Flessibili da morire
Loris Campetti

Era molto flessibile Antonio, un giovane di 36 anni ucciso ieri alla Thyssenkrupp di Torino. Ucciso non da un incidente, non da un infortunio: ucciso dallo sfruttamento selvaggio che fa tirare a mille gli impianti fino a far esplodere le macchine e costringe a un lavoro bestiale gli operai. Al momento in cui quel maledetto tubo che trasportava olio bollente è stato colpito da una scintilla sprigionatasi dal quadro elettrico s'è spezzato, trasformandosi in un lanciafiamme, Antonio e una decina di ragazzi come lui sono stati colpiti. Tutto e tutti hanno preso fuoco, gli estintori non funzionavano, la linea 5 delle ex Ferriere sembrava una città bombardata con il napalm, raccontano i sopravvissuti. Quando si è trasformato in una torcia umana, alle due di notte, Antonio era alla quarta ora di straordinario. Dunque era alla dodicesima ora di lavoro in quell'inferno.
Antonio era molto flessibile, come tutti gli altri ragazzi della Thyssenkrupp. Alle 12 ore di lavoro ne aggiungeva ogni giorno due o tre di viaggio da casa, nel Cuneese, alla fabbrica, e ritorno. Non è che gli restasse molto tempo per la sua compagna e i suoi tre bambini, la più grande di 6 anni e il più piccolo di 2 mesi. Antonio era proprio il tipo di operaio di cui ha bisogno un padrone tedesco che decide di chiudere la fabbrica di Torino per portare la produzione in Germania, ma prima di mettere i sigilli agli impianti vuole tirare fino all'ultima goccia di sangue alle macchine e agli uomini, ai ragazzi. Per questo una decina di loro ha preso fuoco, nel 2007, nell'occidente avanzato, sotto il comando di Thyssenkrupp, un nome che se scomposto in due rimanda ad altri fuochi, a un altro secolo, a un'altra guerra.

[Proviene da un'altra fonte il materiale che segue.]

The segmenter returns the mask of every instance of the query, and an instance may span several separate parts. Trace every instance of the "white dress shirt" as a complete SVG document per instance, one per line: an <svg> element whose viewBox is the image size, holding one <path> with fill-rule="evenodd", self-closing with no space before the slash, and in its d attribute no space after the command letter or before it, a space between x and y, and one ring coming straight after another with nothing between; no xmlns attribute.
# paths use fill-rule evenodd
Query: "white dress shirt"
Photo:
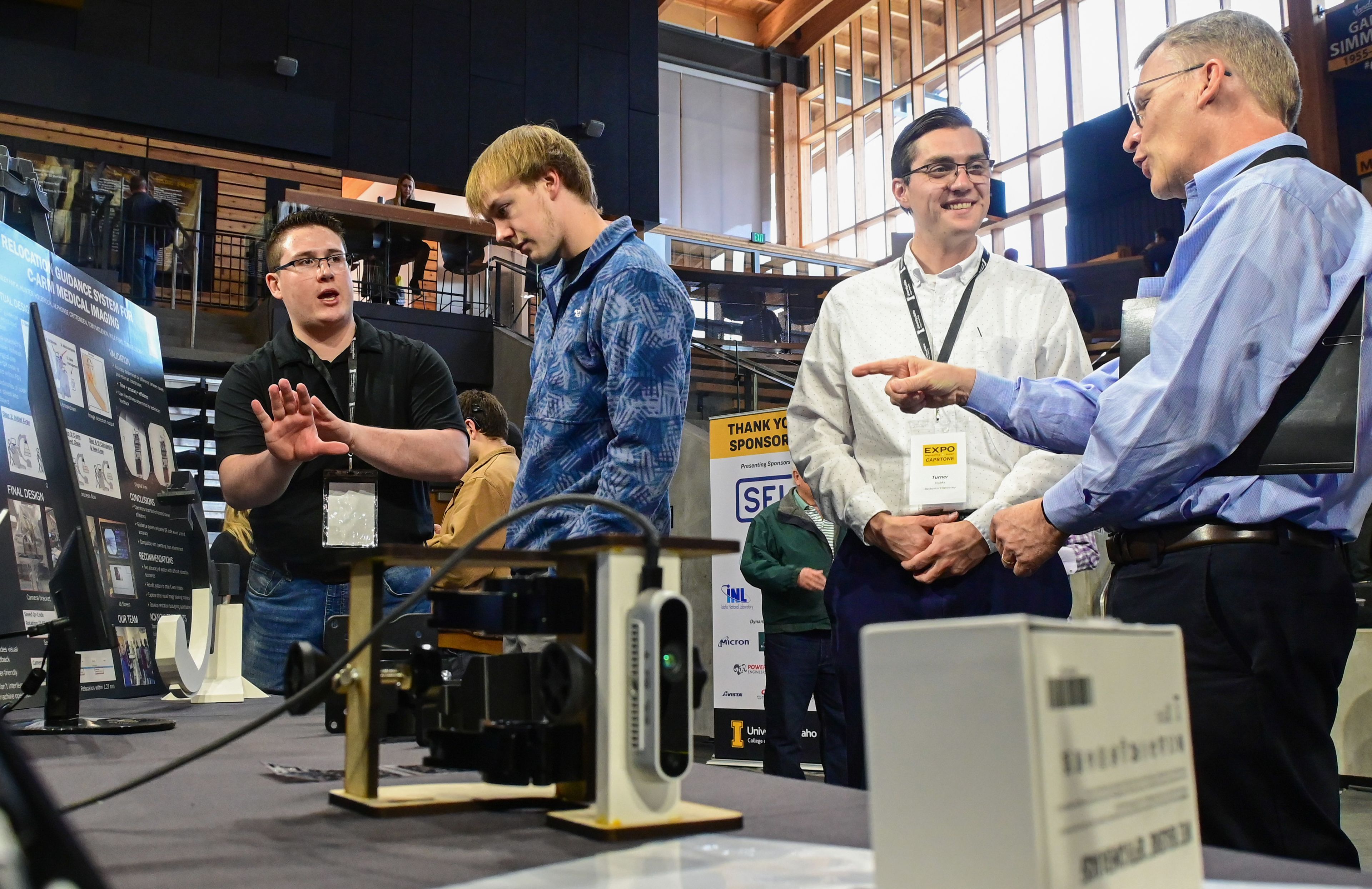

C'è la fila, adesso, di quelli che si lamentano per la mancanza di sicurezza sul lavoro. Forse tutti si erano distratti: presi com'erano a combattere l'insicurezza provocata dai rumeni si sono dimenticati della guerra quotidiana in fabbrica, nei campi, nei cantieri. Chi oggi dice che servono maggiori misure di sicurezza sul lavoro dovrebbe aggiungere che il modello sociale ed economico dominante è criminale. Chi chiede di produrre di più, per più ore nel giorno e per più anni nella vita è corresponsabile dei crimini quotidiani sul lavoro. La sicurezza è incompatibile con l'accumulazione selvaggia, togliendo dignità e diritti ai lavoratori si aumenta l'insicurezza, sul lavoro e nella vita.
I teorici del liberismo, della fine del welfare, di quella che spudoratamente chiamano flessibilità ma che per noi è precarietà, hanno tutti i diritti nella nostra società. Ma uno almeno non ce l'hanno: quello di piangere i morti sul lavoro perché quei morti sono vittime della loro cultura e della loro fame di danaro e di potere. I tre bambini di quel paesino del cuneese che si chiama Envie non sanno che farsene delle loro lacrime. E noi con loro.
Probabilmente i cancelli della fabbrica torinese della Thyssenkrupp non riaprirà mai più. Speriamo che non riapra più, il prezzo da pagare per tenerla aperta è troppo alto.